Ablation Study & Key Findings¶
- Noisy training vs. Uniform training: Noisy training significantly outperforms uniform training on FactRecall and MultifieldQA (77.7 vs. 75.1).
- BroadAttn vs. NarrowAttn vs. Exact: BroadAttn is consistently optimal as it resolves the information truncation issue.
- Exact inference performs poorly: Because under the CFI+KPR setting, the Dragon retriever cannot always rank the relevant chunks correctly.
- For LoogleSD (Wikipedia-sourced data), since both the retriever and training data originate from Wikipedia, uniform training is sufficient.
Highlights & Insights¶
- Clever Application of Dual-System Theory: Self-attention = System 1 (fast but inaccurate), episodic memory attention = System 2 (slow but accurate).
- Noisy Training Provides Denoising Target: Crucial for OOD (out-of-distribution) generalization, enabling the model to tolerate ranking errors from the retriever.
- BroadAttn Inference Strategy: Resolves the chunk boundary information truncation issue with extremely low cost.
- Generalizing to 256K when only trained on 4K tokens—extremely high training efficiency.
- Excellent performance even under challenging setups with confusing information and keyword substitution.
Limitations & Future Work¶
- Requires storing the complete KV cache (currently on CPU), introducing heavy memory overhead for ultra-large documents.
- Larger top-K values increase training memory requirements.
- The optimal combination of uniform/noisy training and exact/narrow/broad attention depends on the nature of tasks.

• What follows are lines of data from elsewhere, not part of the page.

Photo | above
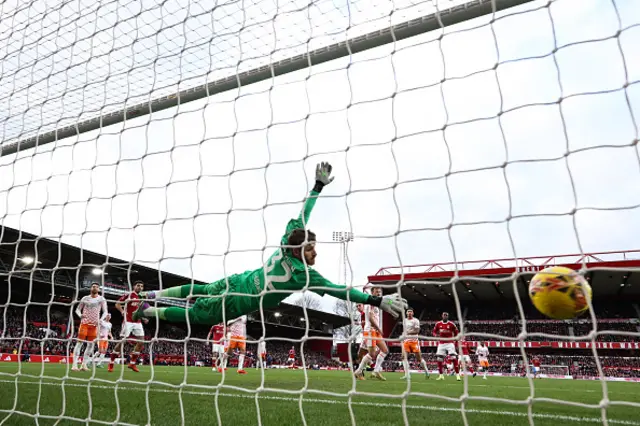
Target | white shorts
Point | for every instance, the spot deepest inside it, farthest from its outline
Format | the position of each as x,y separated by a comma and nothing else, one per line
363,343
445,349
129,328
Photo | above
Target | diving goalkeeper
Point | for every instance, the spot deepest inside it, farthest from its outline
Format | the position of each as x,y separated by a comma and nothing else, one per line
285,272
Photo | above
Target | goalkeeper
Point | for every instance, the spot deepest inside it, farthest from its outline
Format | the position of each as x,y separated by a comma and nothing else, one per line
286,271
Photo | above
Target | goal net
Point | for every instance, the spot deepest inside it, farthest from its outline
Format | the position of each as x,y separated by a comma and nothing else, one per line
171,143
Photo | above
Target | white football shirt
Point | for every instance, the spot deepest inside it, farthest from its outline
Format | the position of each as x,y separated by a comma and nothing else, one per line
89,309
377,314
412,328
105,328
238,327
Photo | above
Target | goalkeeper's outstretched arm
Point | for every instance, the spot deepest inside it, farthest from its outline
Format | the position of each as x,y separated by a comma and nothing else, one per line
323,178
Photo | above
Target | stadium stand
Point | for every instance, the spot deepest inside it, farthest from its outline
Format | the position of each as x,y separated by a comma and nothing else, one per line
38,322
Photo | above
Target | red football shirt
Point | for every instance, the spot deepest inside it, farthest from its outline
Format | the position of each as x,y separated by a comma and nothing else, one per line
445,329
131,306
217,333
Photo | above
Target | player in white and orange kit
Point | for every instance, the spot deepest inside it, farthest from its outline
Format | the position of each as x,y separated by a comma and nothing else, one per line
448,365
216,337
104,333
535,367
467,364
238,330
291,360
446,329
411,344
373,339
359,323
89,310
483,359
261,361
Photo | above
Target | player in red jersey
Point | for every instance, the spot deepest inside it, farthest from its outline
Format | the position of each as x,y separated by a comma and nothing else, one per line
129,327
292,357
215,336
535,361
362,351
446,330
467,364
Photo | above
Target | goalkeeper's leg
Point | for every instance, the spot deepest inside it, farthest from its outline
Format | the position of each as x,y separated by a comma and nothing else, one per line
88,354
171,314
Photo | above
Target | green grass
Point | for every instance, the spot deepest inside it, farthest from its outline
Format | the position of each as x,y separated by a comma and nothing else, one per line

- Only validated on Mistral-7B, without testing on larger models.
- The quality of the retriever (Dragon) has a significant impact on overall performance.
Related Work & Insights¶
- Long-context LLMs: Phi-3 (Abdin et al., 2024), Position Interpolation (Chen et al., 2023), Sparse Attention (Child et al., 2019).
- RAG: Dragon retriever (Lin et al., 2023); attention distillation to improve RAG (Li et al., 2024b).
- Memory-augmented LLMs: Larimar (Das et al., 2024) with only top-1 readout is unsuitable for scattered information; kNN-LM (Wu et al., 2022) mixes attention using a learnable gate.
- Attention Denoising: Differential Transformer (Ye et al., 2024) uses noise cancellation to reduce attention on irrelevant tokens.
- Attention Dilution: "Lost in the Middle" problem (Liu et al., 2024).
Rating ⭐⭐⭐⭐¶
Cleverly combines episodic memory with self-attention, enabling highly efficient training (generalizing from 4K to 256K) and showing outstanding performance under the hardest experimental settings. The approach has clear intuition and thorough evaluation, though scalability (KV cache memory) and dependency on the retriever remain bottlenecks for practical deployment.